Im Wahlkampf-Finish gelten freilich andere Regeln, auch in der Pressstunde. Die aufeinanderfolgenden Interviews mit dem sozialdemokratischen Bundeskanzler Christian Kern und seinen konservativen Herausforderer, Außenminister Sebastian Kurz, drehten sich zu weiten Teilen um einen abwesenden Israeli, der in diesen Tagen in seiner Heimat in Hausarrest sitzt. Der ehemalige SPÖ-Berater und Spindoktor, der mysteriöse Facebook-Gruppen betreiben ließ, in denen Kurz teils rassistisch attackiert wurde, dominierte beide Gespräche.

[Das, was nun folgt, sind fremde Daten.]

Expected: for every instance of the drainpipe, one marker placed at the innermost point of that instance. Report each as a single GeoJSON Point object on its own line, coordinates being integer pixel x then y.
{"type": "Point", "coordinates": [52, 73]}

Dabei war das Thema für keinen der beiden Kandidaten wirklich angenehm – auch wenn Kurz das Thema von sich aus mehrfach nachdrücklich aufs Tapet brachte. Er habe den Eindruck, sagte er, "dass alles getan wird um es so darzustellen, als ob die Sache furchtbar kompliziert sei." Das sei sie aber mitnichten.

Schmutzkampagnen sollen strafbar werden

Kurz kündigte auch an, sich für eine Gesetzesänderung einzusetzen, um zu verhindern, dass künftig im Wahlkampf mit schmutzigen Unterstellungen gegen andere Kandidaten gearbeitet wird. Dazu habe er bereits ein Gespräch mit Justizminister Wolfgang Brandstetter geführt.

Freilich: Auch Kurz musste sich zur Rolle der ÖVP in der Affäre rechtfertigen. Dabei geht es einerseits um den Vorwurf, die Konservativen hätten einen Maulwurf in den Reihen der SPÖ gehabt und seien daher über alle gegnerischen Aktivitäten informiert gewesen.

Kurz: "Hier gibt es eine Opfer-Täter-Umkehrung." Es handle sich um einen SPÖ-Skandal, er Kurz, sei ein Opfer der Aktivitäten von Silberstein, der in seinem Privatleben geschnüffelt habe.

Kurz musste sich aber auch für seinen offiziellen Pressesprecher Gerald Fleischmann rechtfertigen, der sich mehrmals mit einem Mitarbeiter Silbersteins getroffen und diesem per SMS ein Angebot für bezahlte PR im Auftrag der ÖVP gemacht hat.

Davon habe er, sagte Kurz, nichts gewusst. Auf Nachfrage schloß er aus, dass die ÖVP jemals für Informationen aus den gegnerischen Lager gezahlt habe.

Dass sie über Details aus der Kampagne der SPÖ im Bilde war, leugnete Kurz nicht. Diese seien aber durchaus bekannt gewesen, weil einzelne Sozialdemokraten die schmutzigen Tricks ihrer eigenen Partei missbilligten und an die Öffentlichkeit gebracht hätten.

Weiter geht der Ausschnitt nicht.